Casarse puede ser una experiencia de altura. Literalmente, de mucha altura. A más de 170 metros sobre el nivel de la calle, en el mirador del edificio icónico del Centro Histórico de la Ciudad de México, la Torre Latinoamericana se puede ‘contraer’ matrimonio.

Andrea y Andrés van en serio, piensan casarse a futuro y queda claro que la dinámica en la Torre Latinoamericana les dio un motivo para decirse cuánto se quieren.

La joven pareja, lo toma como lo que es. Una boda informal, sin juez, sin sacerdote, y sólo por el gusto de pasar un buen rato.

“Es una experiencia emocionante, compartir tanto camino, tanto tiempo, tantas experiencias y todo lo que nos queda por vivir”, dice Andrea, esforzándose por escucharse seria. Pero no puede. Rompe en risas.

Andrés tampoco resiste mucho tomándose en serio: “Mucho futuro por vivir, Una pareja increíble”, dice para reventar en risas.

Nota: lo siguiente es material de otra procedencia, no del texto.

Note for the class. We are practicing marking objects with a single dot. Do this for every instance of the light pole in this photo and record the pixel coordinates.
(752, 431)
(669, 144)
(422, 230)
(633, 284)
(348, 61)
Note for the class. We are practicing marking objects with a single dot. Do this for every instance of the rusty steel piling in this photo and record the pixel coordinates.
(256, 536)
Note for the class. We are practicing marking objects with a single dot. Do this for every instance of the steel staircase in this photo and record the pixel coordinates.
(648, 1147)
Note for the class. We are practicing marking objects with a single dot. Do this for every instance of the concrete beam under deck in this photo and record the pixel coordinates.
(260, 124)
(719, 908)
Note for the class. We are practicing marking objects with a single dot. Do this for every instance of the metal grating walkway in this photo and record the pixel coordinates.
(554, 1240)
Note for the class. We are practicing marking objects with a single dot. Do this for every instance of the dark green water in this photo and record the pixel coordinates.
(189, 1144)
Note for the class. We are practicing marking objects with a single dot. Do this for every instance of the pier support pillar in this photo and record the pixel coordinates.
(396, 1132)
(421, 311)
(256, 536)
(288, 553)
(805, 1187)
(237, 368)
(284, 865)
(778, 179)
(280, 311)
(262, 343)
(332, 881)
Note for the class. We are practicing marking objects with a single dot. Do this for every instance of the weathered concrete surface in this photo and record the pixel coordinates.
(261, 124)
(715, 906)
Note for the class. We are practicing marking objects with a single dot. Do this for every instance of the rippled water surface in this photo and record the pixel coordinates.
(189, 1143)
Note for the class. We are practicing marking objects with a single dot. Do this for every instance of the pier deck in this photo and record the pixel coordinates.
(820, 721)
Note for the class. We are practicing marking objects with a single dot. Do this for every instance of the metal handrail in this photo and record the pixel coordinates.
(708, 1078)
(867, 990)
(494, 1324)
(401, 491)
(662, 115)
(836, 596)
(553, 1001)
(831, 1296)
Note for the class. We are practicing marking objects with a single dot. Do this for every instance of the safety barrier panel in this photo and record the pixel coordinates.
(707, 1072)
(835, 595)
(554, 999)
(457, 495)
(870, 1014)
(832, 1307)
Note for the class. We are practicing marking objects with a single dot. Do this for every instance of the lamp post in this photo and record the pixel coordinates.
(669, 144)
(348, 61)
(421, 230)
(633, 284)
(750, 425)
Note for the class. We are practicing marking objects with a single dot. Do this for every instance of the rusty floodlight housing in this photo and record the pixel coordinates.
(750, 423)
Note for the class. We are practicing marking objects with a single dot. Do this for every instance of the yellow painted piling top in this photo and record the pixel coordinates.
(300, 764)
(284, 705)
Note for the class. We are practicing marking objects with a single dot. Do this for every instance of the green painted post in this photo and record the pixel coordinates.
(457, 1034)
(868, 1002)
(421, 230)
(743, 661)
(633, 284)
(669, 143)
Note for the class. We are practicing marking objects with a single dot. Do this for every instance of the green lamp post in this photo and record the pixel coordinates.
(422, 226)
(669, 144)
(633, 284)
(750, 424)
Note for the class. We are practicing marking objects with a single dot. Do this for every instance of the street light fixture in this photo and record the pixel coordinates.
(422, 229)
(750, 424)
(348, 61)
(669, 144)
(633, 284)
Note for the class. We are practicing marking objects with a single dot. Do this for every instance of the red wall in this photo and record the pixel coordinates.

Ambos se declararon amor, pero también que ella le preparará el desayuno todos los días de su vida y le tendrá el refrigerador bien surtido de cervezas.

Él prometió que le será fiel tanto como le sea posible, pero no le asegura nada.

Y es que de eso se trata esta dinámica en La Latino. De hacer algo distinto. Y aquí en el piso 37 de la Torre, está todo para que quienes buscan ese momento poco solemne lo pasen bien: anillos, velo, ramos de flores, sombrero de copa, una parodia de ceremonia, y la ciudad a sus pies.

El año pasado, arribaron a la Torre más de mil parejas que renovaron sus votos y luego salieron a ver la ciudad. La hora preferida es el atardecer y la noche, para tener las luces de la urbe como escenografía.

Andrés y Andrea, sin embargo, sólo tenían este rato libre para este simulacro de boda.

“Esto ya es casi el hecho, la verdad es que sí quiero casarme con ella de verdad, pero vamos empezando de a poco. Bien planeado”, señaló Andrés.

“¡No me escapé!”, aseguró Andrea a su familia.

Más solemnes, pero igual de ilusionados, Aylín y Yael también “contrajeron” matrimonio, se dijeron los votos, se pusieron los anillos, y se pusieron tan nerviosos como si de una boda real se tratara.

“No es algo común y lo hace más especial, tal vez”, señaló Aylín, quien visitaba por primera vez la Torre Latino.

“En estos tiempos ya es poco común que pase (declarar el amor a alguien). Ya no hay romanticismo”, afirmó Yael.